Chat Onboarder — Operator Guide
A step-by-step walkthrough of the dashboard, from creating a client file to handing off a tested chatbot.
What this tool is
Chat Onboarder is the operator dashboard for building the knowledge base and personality of a client’s chatbot. Each client lives as a single “file” made of eight parts. You fill the parts in order; the test chatbot at the end assembles them into a working agent.
- One client per row on the home page.
- Eight tabs per client — finish them in order.
- Everything is saved automatically to Supabase; you can leave and come back.
Creating a new client
- From the Clients page, click + New client.
- Enter the client name and website URL. The slug auto-derives from the URL.
- Save. You land in the client file with the eight-tab navigator across the top.
The eight tabs
1 · Intake
The questionnaire you answer live during the client interview. Free-form JSON answers. New questions are added in code via src/lib/intake/questions.ts.
Tip: capture anything that won’t appear on the website — hours, service area, off-menu offerings, who to escalate to.
2 · Website scrape
Playwright crawls the URL from the intake form and reduces every page (home, about, services, contact, privacy, FAQ, blog, etc.) to dense bullet points stored in Supabase.
- Click Run scrape. Re-runs overwrite.
- Review the bullets per page; delete or edit anything the model got wrong.
3 · Documents
Upload PDFs and DOCX files the client hands over — SOPs, refund policies, menus, price sheets, internal FAQs. Each upload is extracted to text and bullet-summarized.
- Drag-and-drop or pick files.
- Delete uploads you don’t want the bot to know about.
4 · Industry + competitors
Operator-authored facts that aren’t on the client’s website. One row per fact. Also where competitor names get tagged so the bot knows not to recommend them.
Example: “Real estate agents in Ontario are bound by RECO” or “Do not refer customers to Acme Corp.”
5 · FAQs
Seeded list of likely questions and your approved answers. The chatbot draws from these first when a user asks something close to a known FAQ.
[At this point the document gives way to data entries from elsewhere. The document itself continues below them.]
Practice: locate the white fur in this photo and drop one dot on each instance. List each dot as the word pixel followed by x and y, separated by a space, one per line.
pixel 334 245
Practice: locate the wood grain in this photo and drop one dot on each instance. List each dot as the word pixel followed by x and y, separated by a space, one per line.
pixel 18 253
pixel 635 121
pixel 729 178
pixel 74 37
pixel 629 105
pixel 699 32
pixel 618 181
- Add, edit, reorder, or delete entries.
- Keep answers tight — one short paragraph each.
6 · Tone
How the bot should sound. Persona, greeting line, do-say/don’t-say lists, and language style. This is the difference between a stiff FAQ bot and one that feels like the brand.
7 · KB review
A consolidated view of everything the bot will know — scrape + documents + industry context + FAQs. Use this to spot gaps and contradictions before handoff.
8 · Test chatbot
Live chat against Claude with the assembled system prompt. Try the questions the client’s real customers would ask. If answers are wrong, go back to the relevant tab and fix the source — don’t patch the prompt.
Recommended workflow
- Run the intake call. Fill tab 1 live.
- Trigger the scrape (tab 2) before the call ends so it’s done by the time you need it.
- Upload everything the client emailed you (tab 3).
- Add industry + competitor facts (tab 4) and seed the FAQ list (tab 5).
- Write tone last (tab 6) — easier once you know the content.
- Skim KB review (tab 7) for obvious gaps.
- Stress-test in tab 8 with at least a dozen realistic questions.
Troubleshooting
- Scrape returns very little.
- Site is likely JS-heavy or behind a paywall/login. Hand-feed the missing pages as documents in tab 3.
- Bot makes up facts.
- Check KB review (tab 7) — the answer the bot invented is usually a gap, not a model failure. Add it to industry context or FAQs.
- Bot answers off-brand.
- Tighten tab 6: add concrete do-say/don’t-say lines rather than abstract adjectives.
- “Supabase not reachable” on the home page.
- Env vars missing. Fill
.env.localand run the migration insupabase/migrations/0001_initial_schema.sql.
Saving this as a PDF
Click Download PDFat the top of this page. Your browser’s print dialog opens — choose Save as PDF as the destination and save. The dashboard chrome is hidden automatically for print.